WHY PARTISAN STORM WINDS BLOW STRONGER IN ONE DIRECTION…. There’s something easy, if not lazy, about describing partisan pushback against an incumbent majority as little more than a natural cycle. When Democrats are ascendant, Republicans go berserk; when the GOP is running the show, it’s Dems who are enraged.
Both sides have their share of angry partisans, the argument goes, but this doesn’t tell us anything meaningful about the larger parties and/or ideologies.
I’m fairly confident these assumptions are entirely wrong. There’s something fundamentally different about how the left and right approach partisan rage, at least in the modern era, and there’s value in understanding why.
I remember Kevin Drum had an item about a year ago, describing the “surge” in conservative nuttiness in the Obama era.

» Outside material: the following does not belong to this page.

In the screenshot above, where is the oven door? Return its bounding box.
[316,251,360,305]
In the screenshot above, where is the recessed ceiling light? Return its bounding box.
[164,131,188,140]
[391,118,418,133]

At the time, he chalked it up to two main problems: (1) “conservative nutballs” are larger in number than the liberal fringe; and (2) the “conservative lunatic brigade appeared so goddamn fast.”
Kevin reconsidered the question this week, and came up with an even-better list.
(1) Conservatives go nuts faster. It took a couple of years for anti-Bush sentiment to really get up to speed. Both Clinton and Obama got the full treatment within weeks of taking office. (2) Conservatives go nuts in greater numbers. Two-thirds of Republicans think Obama is a socialist and upwards of half aren’t sure he was born in America. Nobody ever bothered polling Democrats on whether they thought Bush was a fascist or a raging alcoholic, but I think it’s safe to say the numbers would have been way, way less than half.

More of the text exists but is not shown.